Dort auch werde ich erst erfahren, auf welch wichtigen historischen Pfaden ich eigentlich wandele. Meine japanischen Freunde werden mich mit großen Augen anschauen, wenn ich ihnen dann von meinem Ausflugsziel erzähle. Dass sie selbst noch nicht dort gewesen seien, werden sie sagen. Und mir davon erzählen, dass Aizu eine der letzten Bastionen war, in der sich die Feudalkräfte in der Meiji-Zeit vor der Umwälzung des Landes zur Wehr gesetzt hatten. Und dass so viele nach der Niederlage Seppuku begangen hätten.
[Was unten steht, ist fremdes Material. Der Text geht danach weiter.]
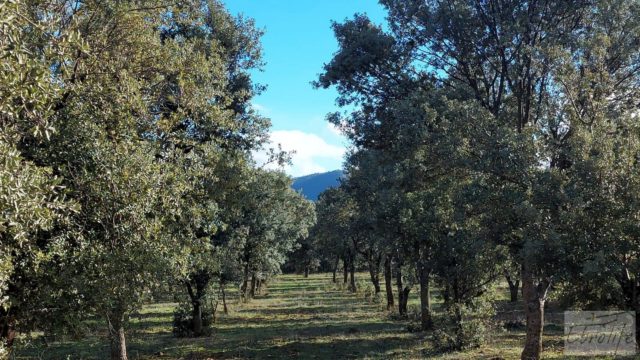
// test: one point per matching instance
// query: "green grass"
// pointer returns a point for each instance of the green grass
(295, 318)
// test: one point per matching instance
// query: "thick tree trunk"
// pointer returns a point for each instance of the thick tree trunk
(630, 286)
(514, 286)
(244, 289)
(387, 282)
(534, 297)
(345, 270)
(224, 299)
(374, 272)
(426, 321)
(335, 268)
(402, 292)
(197, 288)
(197, 318)
(117, 340)
(8, 331)
(252, 293)
(352, 274)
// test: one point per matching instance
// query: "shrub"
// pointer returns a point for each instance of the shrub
(463, 326)
(183, 318)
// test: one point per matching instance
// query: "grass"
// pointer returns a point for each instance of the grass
(296, 317)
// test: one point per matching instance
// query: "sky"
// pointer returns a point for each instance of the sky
(298, 41)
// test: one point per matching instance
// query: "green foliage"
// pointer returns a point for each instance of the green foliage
(183, 320)
(464, 326)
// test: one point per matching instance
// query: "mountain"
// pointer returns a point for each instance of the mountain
(312, 185)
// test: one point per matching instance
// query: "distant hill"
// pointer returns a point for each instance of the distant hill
(312, 185)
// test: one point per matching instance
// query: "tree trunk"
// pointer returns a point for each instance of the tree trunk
(197, 318)
(199, 280)
(402, 302)
(252, 292)
(534, 297)
(426, 321)
(514, 286)
(224, 299)
(352, 268)
(387, 282)
(244, 289)
(629, 285)
(7, 328)
(345, 270)
(117, 340)
(374, 266)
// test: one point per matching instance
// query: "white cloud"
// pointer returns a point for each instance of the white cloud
(310, 150)
(334, 129)
(261, 108)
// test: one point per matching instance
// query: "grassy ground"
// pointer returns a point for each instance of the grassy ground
(295, 318)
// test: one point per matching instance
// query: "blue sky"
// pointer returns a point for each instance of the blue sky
(298, 40)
Ganz besonders tragisch sei dabei der Tod der 19 jungen Männer des Byakkotai, Weißer-Tiger-Krops, gewesen. „Welch Verschwendung jungen Lebens“, sagt einer ganz so, als ob die Geschehnisse gerade erst passiert werden. Es ist ungemein spannend, sich mit Japanern über ihr Land zu unterhalten und so werde ich mich später glücklich schätzen, einen Eindruck von einem berichtenswerten Ort der japanischen Geschichte erhalten zu haben. Während ich dort bin allerdings, beschäftigt mich vor allem das, was Aizu-Wakamatsu heute ist.

Während ich meinen Streifzug weiter fortsetze, verfestigt sich mein Eindruck von Vereinsamung immer mehr. Kaum ein Mensch ist unterwegs, aber es liegt nicht nur daran, dass es ein Werktag ist. Selbst die für gewöhnlich lebendigen Schulen und Kindergärten sind von einer merklichen Leere befallen. Die jungen Menschen, erzählt mir derjenige, durch den ich hergefunden habe, verlassen alle die Stadt, um in den großen Städten Arbeit zu finden. Aizu-Wakamatsu scheint zu groß für zu wenig Menschen geworden zu sein. Mir kommt es so vor, als würde sie nur darauf warten, wieder mit neuem Leben gefüllt zu werden. Noch nie ist mir so sehr bewusst geworden, dass Städte eine Art von Seele besitzen, und diese Erkenntnis erdrückt mich jetzt fast. Ich fotografiere einige der verlassenen Läden mit ihren von Zeit zerfressenen Gardinen und Markisen. Es sind Anblicke, die ich in ihrer gewissen Morbidität eigentlich sehr gerne mag, aber hier betrübt mich jeder davon ein bisschen mehr, weil es irgendwie so wenig gibt, das sich dem Verfall im lebendigen Kontrast zur Wehr setzen kann. Es verschlägt mir fast die Sprache – im gestalterischen Sinne – und so fällt es mir immer schwerer, den Abzug zu drücken. Kritisch suche ich nach Zeichen dafür, dass ich nicht nur durch Straßen wandere, die mit ihren unbewohnten Wohnungen und zurückgezogenen Menschen zu sterben begonnen haben. Nachdem ich über ein weiteres Friedhofsgelände mit einer wunderschönen, aber den Aspekt des ‚Alten‘ nur unterstreichenden Statue durchquert habe, entdecke ich endlich einen Lichtblick. In all dem Vergehenden hier entsteht auch Neues: Auf einem Grundstück zwischen Einfamilienhäusern wird gerade ein weiteres gebaut, dessen moderne Betongrundmauern ganz frisch aus dem Boden sprießen.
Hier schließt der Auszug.